Right now we're very conscious that in the midst of life, we are in death, but we forget the corollary, that in the face of death, we still live. There were people rightfully celebrating the birth of their children this week, and weddings went on across the country as scheduled. One pastor celebrating a wedding last weekend acknowledged the guilt the couple probably felt, but then told them it was good to be happy, because "it's a sign of hope, and we need those."
For those not directly affected by what happened last week, it's time to move on with the rituals of everyday life. Even though the financial community suffered heavy loss of life, probably more than any sector, the New York Stock Exchange was open for business Monday. Indeed, almost immediately after this disaster, the financial community buried itself in discussions of when this powerful symbol of American business could reopen.
Some of this eagerness to carry on had to do with the desire to show the terrorists that America was still standing. But it's also probable that many of those who didn't die felt relieved to be working again, to go on with life like the rest of the world. It's an undeniable fact that living is therapeutic. Those who lost family members obviously will grieve in some ways for a long time. We can't change that, and that is nothing to be ashamed of.

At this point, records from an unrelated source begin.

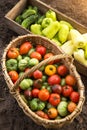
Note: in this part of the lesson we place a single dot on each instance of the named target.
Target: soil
(11, 115)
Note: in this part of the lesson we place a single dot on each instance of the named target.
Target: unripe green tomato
(33, 61)
(41, 105)
(62, 108)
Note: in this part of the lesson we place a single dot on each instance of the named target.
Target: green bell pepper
(51, 30)
(51, 14)
(63, 33)
(36, 29)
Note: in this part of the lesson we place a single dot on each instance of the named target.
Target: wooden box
(21, 5)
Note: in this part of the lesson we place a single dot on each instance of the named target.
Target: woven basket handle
(60, 56)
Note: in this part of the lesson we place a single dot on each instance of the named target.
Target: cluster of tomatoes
(50, 91)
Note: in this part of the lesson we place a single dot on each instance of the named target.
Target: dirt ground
(11, 115)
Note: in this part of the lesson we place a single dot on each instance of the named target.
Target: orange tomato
(47, 55)
(25, 47)
(13, 53)
(36, 55)
(13, 75)
(44, 94)
(52, 113)
(70, 80)
(71, 107)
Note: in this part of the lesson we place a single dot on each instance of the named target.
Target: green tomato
(11, 64)
(33, 62)
(25, 84)
(62, 108)
(22, 64)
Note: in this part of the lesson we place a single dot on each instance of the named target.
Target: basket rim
(68, 118)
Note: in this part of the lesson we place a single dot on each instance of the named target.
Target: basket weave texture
(67, 60)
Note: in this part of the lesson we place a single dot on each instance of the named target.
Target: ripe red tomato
(67, 90)
(25, 47)
(13, 53)
(42, 114)
(13, 75)
(26, 70)
(52, 113)
(36, 55)
(35, 92)
(47, 55)
(74, 96)
(54, 99)
(41, 49)
(43, 94)
(70, 80)
(37, 74)
(54, 79)
(62, 70)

Instead of feeling guilty, we need to live life so that those touched personally by this tragedy have something to look forward to, a light at the end of the tunnel of grief. When they need a sympathetic ear we should be there, but at other times we need to present images of a normal world, where people gather for some other purpose besides gawking at scenes of disaster. Coming together for traditional American rituals like sporting events is important to bringing back normal life, even if it's difficult.

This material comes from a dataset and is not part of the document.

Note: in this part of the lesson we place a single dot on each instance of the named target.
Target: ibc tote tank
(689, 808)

A good way to start getting back into everyday life is to consider how much we have to be thankful for, as strange as that sounds. Though horrible events occurred, so many horrible things that could have happened afterward didn't happen.
Many countries come to a standstill after an event where 5,000 people die. But even in New York, at ground zero, there were no looting mobs running in the streets. Instead, this country came together to give blood and fly the American flag. The banks didn't collapse, and the grocery stores stayed stocked. Although we were torn apart emotionally, the infrastructure of this country stayed intact.
Indeed, the fact that this country could take the time to grieve is something to appreciate. Because our physical needs were taken care of, we could take care of our souls. In many parts of the world, there is no time to grieve because people live too close to the line of survival. For them, grieving is a luxury they can't afford. We, on the other hand, can attend funerals and memorial services as a way to prepare to move on.
Americans whose lives have been changed, but not shattered, by the violence of last Tuesday don't need to feel guilty about their good fortune. Instead, we should try to bring something good out of this horrendous event by appreciating the richness and beauty that exists in our lives and outnumbers the bad.